Accompanied by fellow Catholic nuns and priests, Sister Patricia Fox and her lawyers filed the petition before the Department of Justice. Dozens of supporters held placards that read "Hands off Sister Pat" and yelled "No to deportation."
"My wish is to continue the missionary work with the poor and I hope that will be the result ... and for me to continue working as a missionary, as a human rights defender," Fox, 71, told journalists and supporters.
Her lawyer, Katherine Panguban, said the appeal should stop the Bureau of Immigration and Deportation from enforcing a decision to revoke Fox's missionary visa and force her to leave the country after nearly three decades of missionary work for the poor, workers and tribal communities.
Justice Secretary Menardo Gueverra ordered the Immigration Bureau to comment on Fox's petition and provide details of her case within 10 days.
President Rodrigo Duterte has been hypersensitive to criticism, especially about his bloody crackdown on illegal drugs and expressions of alarm by foreign governments and human rights watchdogs. His administration barred a critical Italian politician, Giacomo Filibeck, from entering the country last month.
Last month, Duterte also threatened foreigners with arrest if they insult his government in rallies. "You come here and insult us, you trample on our sovereignty. That will never happen," said the former city mayor, known for his extra-tough approach to law and order.
"I assure you, if you begin to malign, defame government in any of those rallies there, I will order your arrest," Duterte said.
Lawyer Edre Olalia, president of a legal group backing Fox, said her case is both a litmus test and emblematic of how the present government treats sincere advocates of basic reforms for the poor and oppressed.
"It is also a barometer of how the law serves as a tool of or excuse for repression to silence well-meaning critics and dissenters," Olalia said.
Presidential spokesman Harry Roque has said there was no crackdown against dissent and immigration authorities found out Fox violated the terms of her visa after an investigation.
Panguban said Fox's missionary visa remains valid and that she will carry out her religious mission as usual for now.
Immigration Bureau chief Jaime Morente, however, said Wednesday his agency turned down Fox's appeal for the reversal of an order revoking her visa and ordered her to leave the country in 30 days, adding that no other appeals would be considered.
Immigration spokeswoman Dana Sandoval said Fox has to leave the country on Friday. The Justice Department, however, said Fox can stay up to June 18 because her earlier appeal extended the 30-day period for her to leave.

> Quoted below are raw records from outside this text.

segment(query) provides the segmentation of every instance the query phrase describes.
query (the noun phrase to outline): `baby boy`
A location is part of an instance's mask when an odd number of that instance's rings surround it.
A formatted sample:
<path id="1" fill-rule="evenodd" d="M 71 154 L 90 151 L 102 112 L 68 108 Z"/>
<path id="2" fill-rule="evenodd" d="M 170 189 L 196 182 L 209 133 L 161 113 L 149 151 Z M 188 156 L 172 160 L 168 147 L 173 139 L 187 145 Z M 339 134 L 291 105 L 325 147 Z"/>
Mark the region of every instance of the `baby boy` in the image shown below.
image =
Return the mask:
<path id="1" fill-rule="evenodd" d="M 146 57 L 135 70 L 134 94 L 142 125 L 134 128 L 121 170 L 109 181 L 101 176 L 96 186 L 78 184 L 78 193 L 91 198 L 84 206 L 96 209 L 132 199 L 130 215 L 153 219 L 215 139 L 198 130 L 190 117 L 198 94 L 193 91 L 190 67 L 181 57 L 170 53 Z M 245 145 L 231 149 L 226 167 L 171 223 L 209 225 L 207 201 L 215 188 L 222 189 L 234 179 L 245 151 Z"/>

Fox's lawyers argue that she has not engaged in political activities as the government claims. She said Wednesday her religious mission brought her to poor communities of people fighting for land, justice and survival, destitute Filipinos who are supporting her now.
"I've always been quiet about it, but faithful to it because I believe that's where church people should be, with the people, who are struggling for their rights," Fox said, fighting back tears. "At this stage I'm sort of a little emotional in part because of the decision and also because it's been really special to have people say that they don't want me to go."